# Cypripedium tibeticum in a Mediterranean/Desert Climate



## quietaustralian (May 12, 2012)

Early this year two of my hybrid Cyps flowered for the first time (alas I didn't get to see them in flower). This minor success gave me the courage to try growing some more difficult plants and when some tibeticum flasks became available, I thought I'd give them a go. 

As you can see from the pics, these healthy seedling are quite advanced so I'll have to keep them growing. Although my hybrids have been acclimatised to the Southern hemisphere seasons, I'm considering growing these tibeticum during Winter/Autumn and storing the plants in the fridge during the summer months thereby eliminating the problems caused by the extreme summers here.

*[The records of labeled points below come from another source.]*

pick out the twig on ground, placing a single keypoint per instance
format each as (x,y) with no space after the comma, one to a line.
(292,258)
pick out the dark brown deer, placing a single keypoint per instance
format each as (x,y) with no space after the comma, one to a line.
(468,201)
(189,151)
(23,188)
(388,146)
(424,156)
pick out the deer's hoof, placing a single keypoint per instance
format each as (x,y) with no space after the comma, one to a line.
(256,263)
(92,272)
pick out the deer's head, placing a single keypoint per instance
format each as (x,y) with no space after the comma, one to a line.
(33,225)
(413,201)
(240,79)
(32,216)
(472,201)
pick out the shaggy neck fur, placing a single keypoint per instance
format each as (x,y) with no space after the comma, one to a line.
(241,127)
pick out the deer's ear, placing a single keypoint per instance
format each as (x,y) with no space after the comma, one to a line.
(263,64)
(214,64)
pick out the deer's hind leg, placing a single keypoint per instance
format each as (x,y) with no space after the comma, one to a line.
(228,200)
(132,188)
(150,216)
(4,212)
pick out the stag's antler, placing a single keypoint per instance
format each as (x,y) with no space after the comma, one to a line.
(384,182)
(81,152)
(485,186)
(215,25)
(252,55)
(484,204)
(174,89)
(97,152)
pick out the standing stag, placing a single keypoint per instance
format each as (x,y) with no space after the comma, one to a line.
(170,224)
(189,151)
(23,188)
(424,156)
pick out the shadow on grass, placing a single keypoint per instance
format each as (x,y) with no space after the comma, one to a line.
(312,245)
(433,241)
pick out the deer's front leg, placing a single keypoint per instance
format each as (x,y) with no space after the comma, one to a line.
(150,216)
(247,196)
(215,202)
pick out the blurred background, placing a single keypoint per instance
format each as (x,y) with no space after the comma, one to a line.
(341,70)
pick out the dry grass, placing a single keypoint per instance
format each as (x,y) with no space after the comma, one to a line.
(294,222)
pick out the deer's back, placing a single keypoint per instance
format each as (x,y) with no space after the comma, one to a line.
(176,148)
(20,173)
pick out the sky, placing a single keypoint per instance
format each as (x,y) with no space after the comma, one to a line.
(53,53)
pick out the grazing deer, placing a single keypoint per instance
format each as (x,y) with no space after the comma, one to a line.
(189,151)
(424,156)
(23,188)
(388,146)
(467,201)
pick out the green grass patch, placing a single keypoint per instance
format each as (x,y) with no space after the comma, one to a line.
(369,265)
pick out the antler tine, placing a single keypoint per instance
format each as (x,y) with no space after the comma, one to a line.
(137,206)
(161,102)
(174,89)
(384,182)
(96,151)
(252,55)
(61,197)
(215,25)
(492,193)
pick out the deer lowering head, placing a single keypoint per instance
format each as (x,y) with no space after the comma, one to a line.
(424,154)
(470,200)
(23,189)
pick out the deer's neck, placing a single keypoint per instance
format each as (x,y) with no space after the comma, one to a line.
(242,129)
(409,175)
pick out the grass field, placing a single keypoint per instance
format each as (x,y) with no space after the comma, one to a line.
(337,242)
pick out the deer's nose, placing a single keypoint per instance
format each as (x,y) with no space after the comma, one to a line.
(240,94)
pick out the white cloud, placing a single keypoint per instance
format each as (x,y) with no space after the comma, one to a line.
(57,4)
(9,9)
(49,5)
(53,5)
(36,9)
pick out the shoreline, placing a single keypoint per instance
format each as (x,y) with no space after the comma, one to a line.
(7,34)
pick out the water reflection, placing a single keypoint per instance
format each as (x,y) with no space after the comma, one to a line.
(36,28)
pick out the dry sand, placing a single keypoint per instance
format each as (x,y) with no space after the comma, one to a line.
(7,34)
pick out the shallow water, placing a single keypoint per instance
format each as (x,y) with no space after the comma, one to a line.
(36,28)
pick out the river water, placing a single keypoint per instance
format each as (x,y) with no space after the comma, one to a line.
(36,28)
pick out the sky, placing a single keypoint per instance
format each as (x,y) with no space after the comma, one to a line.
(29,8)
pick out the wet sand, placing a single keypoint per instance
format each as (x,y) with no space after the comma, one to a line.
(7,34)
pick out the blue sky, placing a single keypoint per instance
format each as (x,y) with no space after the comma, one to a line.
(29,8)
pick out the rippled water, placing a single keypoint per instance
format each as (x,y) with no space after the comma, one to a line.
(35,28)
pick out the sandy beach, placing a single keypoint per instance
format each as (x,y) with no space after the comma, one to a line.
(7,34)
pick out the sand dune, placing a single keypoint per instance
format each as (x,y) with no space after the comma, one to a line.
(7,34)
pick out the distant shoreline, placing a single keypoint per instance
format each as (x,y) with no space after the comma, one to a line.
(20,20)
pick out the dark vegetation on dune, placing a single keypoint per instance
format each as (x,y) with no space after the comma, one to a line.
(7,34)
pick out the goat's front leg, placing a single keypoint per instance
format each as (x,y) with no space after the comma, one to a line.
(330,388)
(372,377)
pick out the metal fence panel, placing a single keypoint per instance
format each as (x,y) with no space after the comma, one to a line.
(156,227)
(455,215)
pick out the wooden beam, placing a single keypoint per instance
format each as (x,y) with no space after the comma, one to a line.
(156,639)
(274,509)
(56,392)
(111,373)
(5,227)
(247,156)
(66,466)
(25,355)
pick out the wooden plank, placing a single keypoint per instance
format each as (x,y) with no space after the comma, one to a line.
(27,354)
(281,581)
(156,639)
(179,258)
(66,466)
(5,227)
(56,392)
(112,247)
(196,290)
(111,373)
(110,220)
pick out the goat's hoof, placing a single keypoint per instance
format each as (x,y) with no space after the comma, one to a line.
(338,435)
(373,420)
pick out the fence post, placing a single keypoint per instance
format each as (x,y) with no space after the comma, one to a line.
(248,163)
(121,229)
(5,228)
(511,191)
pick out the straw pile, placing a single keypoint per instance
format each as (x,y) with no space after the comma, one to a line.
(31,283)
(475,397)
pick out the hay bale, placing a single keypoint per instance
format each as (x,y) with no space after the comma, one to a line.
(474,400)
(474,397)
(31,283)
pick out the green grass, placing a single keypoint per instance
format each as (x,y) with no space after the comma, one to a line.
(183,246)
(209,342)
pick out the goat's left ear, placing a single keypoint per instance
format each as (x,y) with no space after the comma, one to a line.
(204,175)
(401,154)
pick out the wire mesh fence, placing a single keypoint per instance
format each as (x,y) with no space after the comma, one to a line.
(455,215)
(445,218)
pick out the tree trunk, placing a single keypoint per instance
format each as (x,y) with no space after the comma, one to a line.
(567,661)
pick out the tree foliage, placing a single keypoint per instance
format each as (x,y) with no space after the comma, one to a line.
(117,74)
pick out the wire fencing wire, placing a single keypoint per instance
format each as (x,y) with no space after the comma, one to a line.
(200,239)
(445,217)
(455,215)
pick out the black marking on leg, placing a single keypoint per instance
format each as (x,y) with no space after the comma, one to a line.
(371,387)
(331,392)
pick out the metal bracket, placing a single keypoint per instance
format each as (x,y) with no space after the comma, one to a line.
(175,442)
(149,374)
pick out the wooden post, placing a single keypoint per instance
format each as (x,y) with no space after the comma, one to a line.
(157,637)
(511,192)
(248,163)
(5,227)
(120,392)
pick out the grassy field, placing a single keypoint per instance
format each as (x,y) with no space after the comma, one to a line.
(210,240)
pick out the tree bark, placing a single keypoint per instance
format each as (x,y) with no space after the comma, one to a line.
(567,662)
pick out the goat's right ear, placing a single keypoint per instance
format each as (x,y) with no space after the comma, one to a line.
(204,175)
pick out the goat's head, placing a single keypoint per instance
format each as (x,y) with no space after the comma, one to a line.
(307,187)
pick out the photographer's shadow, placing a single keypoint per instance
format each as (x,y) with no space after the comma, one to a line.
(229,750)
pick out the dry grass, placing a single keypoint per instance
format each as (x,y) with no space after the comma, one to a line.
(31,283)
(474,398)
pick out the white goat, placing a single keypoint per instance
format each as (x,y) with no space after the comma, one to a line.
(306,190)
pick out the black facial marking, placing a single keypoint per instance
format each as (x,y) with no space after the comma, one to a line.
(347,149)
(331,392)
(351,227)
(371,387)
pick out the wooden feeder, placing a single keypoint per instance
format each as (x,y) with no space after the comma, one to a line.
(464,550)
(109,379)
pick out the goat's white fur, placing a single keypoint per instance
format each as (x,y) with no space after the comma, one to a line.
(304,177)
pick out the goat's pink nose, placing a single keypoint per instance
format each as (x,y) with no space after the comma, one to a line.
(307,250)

I have adapted ideas and techniques mostly found on this site. Thanks to those that have given me the inspiration to try.
I'd appreciate any comments and advice.

Regards and thanks, Mick

Materials:
30cm x 12cm plastic orchid pots
37cm x 17cm clay pots
Plastic base/reservoir 
Sphagnum moss
Wicking tape 
Clay balls and scoria for drainage 
Fine marble chips (not shown in pictures)
Potting mix is: 4 parts perlite, 1 part cocopeat and 1/2 shell grit
Plastic domes. Short term


----------



## Hakone (May 12, 2012)

Cypripedium can not long cultivated in pots, must be planted .You have now the success, but what about after that.


----------



## KyushuCalanthe (May 12, 2012)

Good luck Mick. I have to say you have an uphill battle on your hands - and I say that from experience. In the heat of southern Japan I have managed to keep C. formosanum and C. macranthos seedlings alive such that they SLOWLY have been getting bigger year by year, but man, it has been a long road. I think a couple of the C. formosanum will finally flower next year. The C. macranthos? Maybe never!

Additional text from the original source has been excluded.